A dense, heady tale of love, betrayal and depravity, Park Chan-wook’s latest film is as rich and layered as a thick slab of cake after an already large meal; impossible to resist yet a daunting prospect to get through in one sitting.  In its extended director’s cut it’s nigh three hours of Gothic melodrama, unreliable narration and dizzying twists viewed through an opiate haze of plush period eroticism.

Based on the novel Fingersmith, Sarah Waters’ subversive feminist take on Oliver Twist, The Handmaiden keeps the turbulent triptych story outline but relocates the action to Japanese-occupied Korea in the 1930’s.  A conman ‘count’ Fujiwara (Ha Jung-woo) enlists the collusion of pickpocket Sook-hee (Kim Tae-ri) in an elaborate scheme to defraud Japanese heiress Hideko (Kim Min-hee).  Sook-hee becomes Hideko’s handmaiden in order to soften her feelings to Fujiwara, so he can marry her and then have her committed to an asylum.  With the story told three times from differing perspectives the intricacies are gradually revealed, particularly the unforeseen consequence of Hideko and Sook-hee beginning to fall in love with each other.

Park has played with multiple perspective before, in the exemplary thriller Joint Security Area (2000), yet it’s utilised here to much more opulent and strange effect.  Each line, glance and facial expression is heightened to operatic levels; each possibly a further obfuscation or misdirection.  It’s a film of liquid madness.  A film of water, ink, peach juice, paint, blood, and other bodily fluids working in thematic union.  Yet, for all that it’s one of the most bonkers works you’ll ever see from a respected filmmaker, it’s intricately constructed, and almost restrained when it needs to be; like the studied reveal of an expert striptease.

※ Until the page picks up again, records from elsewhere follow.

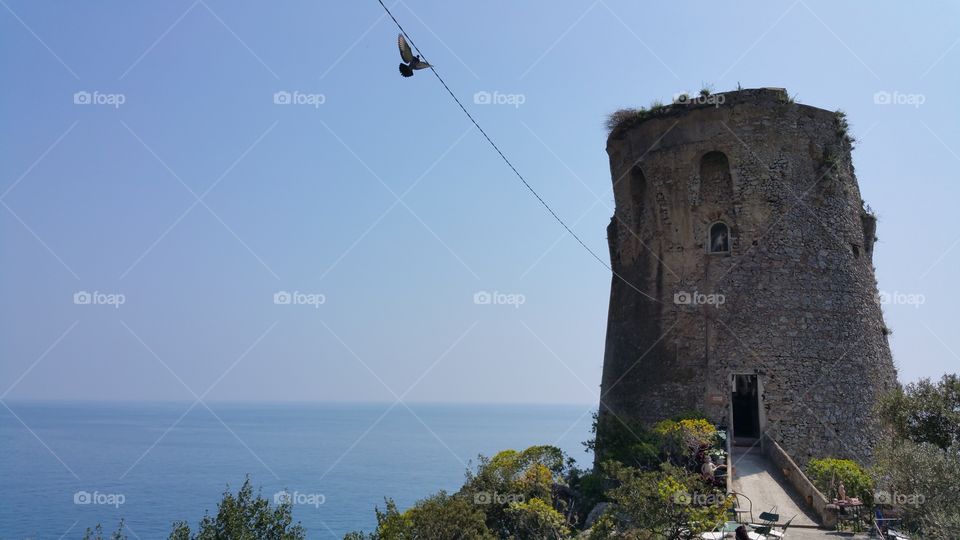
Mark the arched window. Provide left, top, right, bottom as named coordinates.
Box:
left=707, top=221, right=730, bottom=253
left=630, top=166, right=647, bottom=230
left=700, top=151, right=733, bottom=204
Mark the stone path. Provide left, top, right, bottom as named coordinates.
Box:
left=731, top=445, right=824, bottom=528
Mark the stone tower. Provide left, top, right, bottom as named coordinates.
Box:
left=598, top=88, right=896, bottom=464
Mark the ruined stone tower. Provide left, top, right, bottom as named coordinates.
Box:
left=598, top=88, right=896, bottom=464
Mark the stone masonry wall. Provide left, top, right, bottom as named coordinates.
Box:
left=599, top=89, right=896, bottom=465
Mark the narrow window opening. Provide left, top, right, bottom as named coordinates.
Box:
left=709, top=223, right=730, bottom=253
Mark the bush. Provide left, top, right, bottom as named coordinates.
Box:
left=806, top=458, right=873, bottom=508
left=370, top=491, right=496, bottom=540
left=461, top=446, right=573, bottom=537
left=169, top=476, right=307, bottom=540
left=874, top=374, right=960, bottom=538
left=590, top=462, right=731, bottom=539
left=653, top=418, right=717, bottom=465
left=879, top=374, right=960, bottom=450
left=507, top=498, right=570, bottom=540
left=583, top=414, right=663, bottom=470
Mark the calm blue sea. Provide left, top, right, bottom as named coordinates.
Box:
left=0, top=402, right=593, bottom=540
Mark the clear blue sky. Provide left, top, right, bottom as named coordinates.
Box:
left=0, top=0, right=960, bottom=403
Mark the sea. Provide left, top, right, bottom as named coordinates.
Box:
left=0, top=401, right=596, bottom=540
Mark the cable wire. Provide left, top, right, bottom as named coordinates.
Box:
left=377, top=0, right=660, bottom=302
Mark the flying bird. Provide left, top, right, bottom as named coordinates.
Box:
left=397, top=34, right=430, bottom=77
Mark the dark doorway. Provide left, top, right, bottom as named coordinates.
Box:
left=731, top=375, right=760, bottom=439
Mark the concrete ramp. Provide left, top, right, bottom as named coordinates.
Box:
left=731, top=444, right=820, bottom=535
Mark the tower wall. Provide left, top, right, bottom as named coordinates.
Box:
left=598, top=89, right=896, bottom=463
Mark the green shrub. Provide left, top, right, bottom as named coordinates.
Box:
left=806, top=458, right=873, bottom=508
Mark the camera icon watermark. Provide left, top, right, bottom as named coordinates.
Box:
left=273, top=489, right=327, bottom=509
left=673, top=291, right=727, bottom=307
left=876, top=291, right=927, bottom=308
left=473, top=90, right=527, bottom=109
left=273, top=291, right=327, bottom=309
left=273, top=90, right=327, bottom=109
left=473, top=291, right=527, bottom=308
left=873, top=490, right=927, bottom=507
left=673, top=92, right=727, bottom=107
left=73, top=291, right=127, bottom=309
left=473, top=491, right=526, bottom=505
left=73, top=490, right=127, bottom=508
left=873, top=90, right=927, bottom=109
left=73, top=90, right=127, bottom=109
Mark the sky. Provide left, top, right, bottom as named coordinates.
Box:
left=0, top=0, right=960, bottom=403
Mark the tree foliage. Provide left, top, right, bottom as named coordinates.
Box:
left=880, top=374, right=960, bottom=449
left=590, top=462, right=731, bottom=540
left=169, top=476, right=307, bottom=540
left=874, top=374, right=960, bottom=538
left=806, top=458, right=873, bottom=507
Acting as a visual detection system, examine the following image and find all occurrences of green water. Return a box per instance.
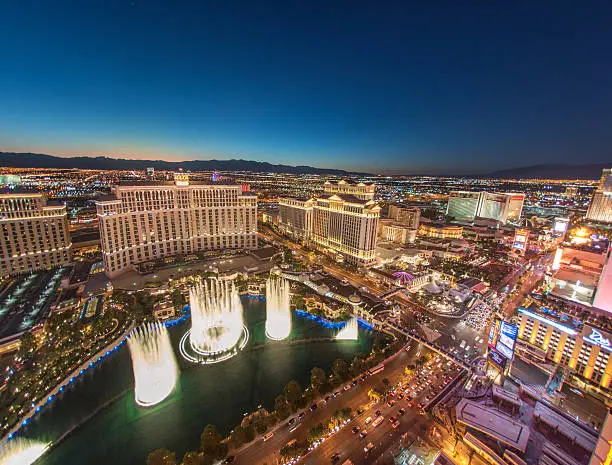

Much of the attention will undoubtedly be on its bluntly explicit lesbian sequences, played with utter commitment from its two female leads.  As with Blue is the Warmest Color, there is the possible accusation that the male gaze of the director distorts the relationship and make it voyeuristic.  That’s hard to argue with, but next to gleefully perverse scenes of Hideko’s kinky uncle whipping his male guests into sweaty, fan-waving, leg-crossed, impotent arousal with recitals of Sadean depravity; the genuine love that grows between Hideko and Sook-hee feels natural, playful and celebratory.

The Handmaiden perhaps doesn’t quite justify the great length, although every single shot is a another mouthful of a hedonistic feast that will leave you stuffed, gluttonous and woozy from the sheer richness of it all.  Park, for all his tendency to the extreme in some of his work – and The Handmaiden is merely a different expression of that tendency – rarely forgets to entertain, and he certainly hasn’t here.  A film to gorge upon.